Sang Pengembara

Sang Pengembara
Hilfa Syafputra

Jumat, 20 Agustus 2010

Giring Giring Perak : Episode6 - Malam Mencekam di Batang Anai

Lewat tengah malam, ketika semua rombongan bergelung di keliling api untuk tidur, sementara yang perempuan masuk ke pedati, anak muda itu berjalan lambat-lambat menjauhi lingkaran api unggun itu.
Beberapa orang terbangun mendengar suara giring-giring perak di kakinya ketika dia melangkah. Suara giring-giring itu melantun lemah. Seperti se-buah dendang rindu dan putus asa seorang anak yang mencari kedua orang tuanya.

"Si giring-giring perak itu pergi" bisik seorang lelaki pada Datuk Sipasan. Datuk itu
membuka matanya.
"Saya juga mendengar suara giring-giringnya. Tapi saya rasa dia takkan pergi..." jawab si Datuk perlahan.
"Kenapa begitu?"
"Entahlah, pokoknya saya rasa dia akan tetap bersama kita sampai besok. Dia takkan mau meninggalkan rombongan yang telah ditolongnya di kaki bukit ini. Tempat ini masih sangat berba-haya. Barangkali penyamun-penyamun itu tengah mengintai kita. . ."
"Aneh, siang tadi sama sekali saya tak melihat dia bersilat..."
"Maksudmu...?" seorang lain di dekat api unggun yang mendengar pembicaraan perlahan itu bertanya sambil mengangkat kepala dari batu yang dia jadikan sebagai bantal. Nada tanyanya agak berang.
"Maaf, bukan saya menyangsikan kepandaian-nya. Tapi...saya tak punya kesempatan melihat dia bergerak. Terlalu cepat..."
"Ya. saya sendiri tak tahu bagaimana cara dia bergerak. Hanya melesatnya bayangan putih yang nampak ketika dia menyerang Gampo Bumi dua kali. Dan tombak yang hampir menyudahi nyawa saya, dia hantam dengan ranting kayu.. Gerakannya benar-benar cepat. Hei, dia memang belum mengatakan siapa gurunya tadi bukan?..." Ucapan Datuk Sipasan ini membuat beberapa lelaki bangkit dari pembaringan mereka. Pembicaraan itu memang menarik perhatian .mereka semua.
"Ya. Dia tak pernah bicara tentang siapa nama gurunya. Yang dia katakan hanyalah bahwa gurunya berdiam di Gunung Talang...."
"Gunung Talang... Seingat saya tak pernah ada seorangpun guru silat tinggal di sana. Ataukah pengetahuan saya demikian sempitnya hingga yang saya ketahui hanyalah perguruan-perguruan kecil saja?" Datuk Sipasan seperti bicara pada dirinya sendiri.

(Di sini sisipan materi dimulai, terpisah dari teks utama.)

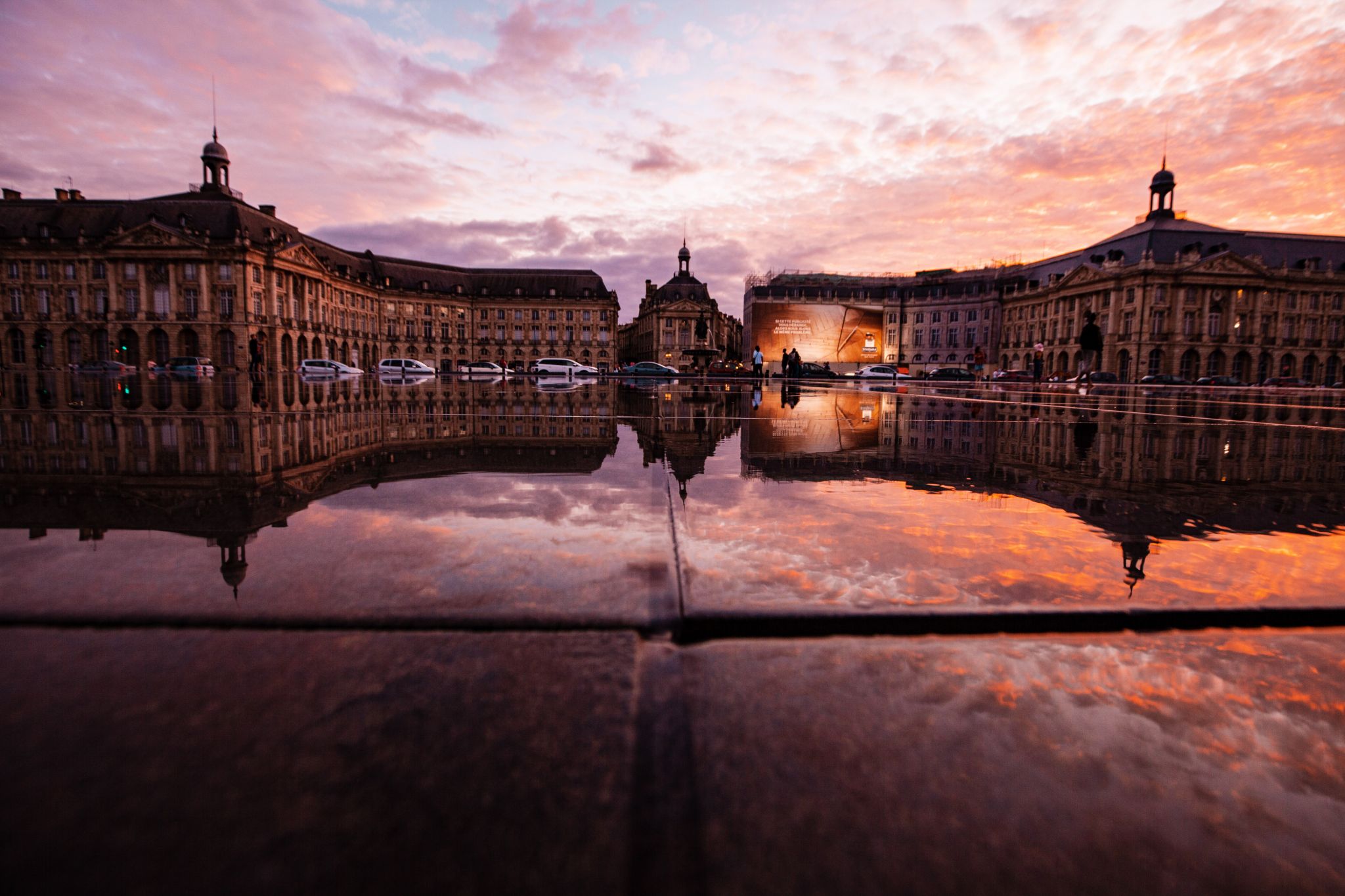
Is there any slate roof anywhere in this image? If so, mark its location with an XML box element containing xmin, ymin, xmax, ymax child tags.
<box><xmin>0</xmin><ymin>190</ymin><xmax>609</xmax><ymax>297</ymax></box>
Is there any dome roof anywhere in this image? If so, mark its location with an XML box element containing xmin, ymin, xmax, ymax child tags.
<box><xmin>200</xmin><ymin>133</ymin><xmax>229</xmax><ymax>161</ymax></box>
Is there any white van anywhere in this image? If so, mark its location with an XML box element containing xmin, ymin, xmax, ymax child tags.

Suara giring-giring itu sudah senyap. Yang terdengar kini hanyalah suara desah air terjun Anai dan bisikan malam bersahutan dengan suara peng-huni hutan.

"Hei Datuk, bagaimana kalau dia kita jodohkan dengan Siti Nilam?" Seorang lelaki separoh baya bicara. Ucapannya tak begitu keras. Tapi hampir semua lelaki yang tidur di keliling api unggun itu pada menyumburkan kepala mereka dari bawah selimut. Beberapa orang di antaranya malah du-duk. Datuk Sipasan masih diam.

"Apa maksudmu?" tanyanya perlahan.
"Ehm...maksud saya... maksud saya mereka nampaknya saling jatuh hati."
"Darimana kau tahu?" Seorang lelaki dekat pohon tumbang yang telah duduk dari berbaring-nya bertanya.
"Saya melihat mereka saling menatap lama sekali tadi...."
"Ya, saya juga melihat..." kata lelaki lain.
"Ya, saya juga!"

"Saya juga..."
"Ketika berkelahi di Bukit Tambun Tulang tadi, dia bertatapan cukup lama dengan Kepala Penyamun itu. Juga dengan saya. Apakah itu pertanda cinta pula?" Suara Datuk Sipasan masih terdengar perlahan tanpa merobah posisinya ber-baring.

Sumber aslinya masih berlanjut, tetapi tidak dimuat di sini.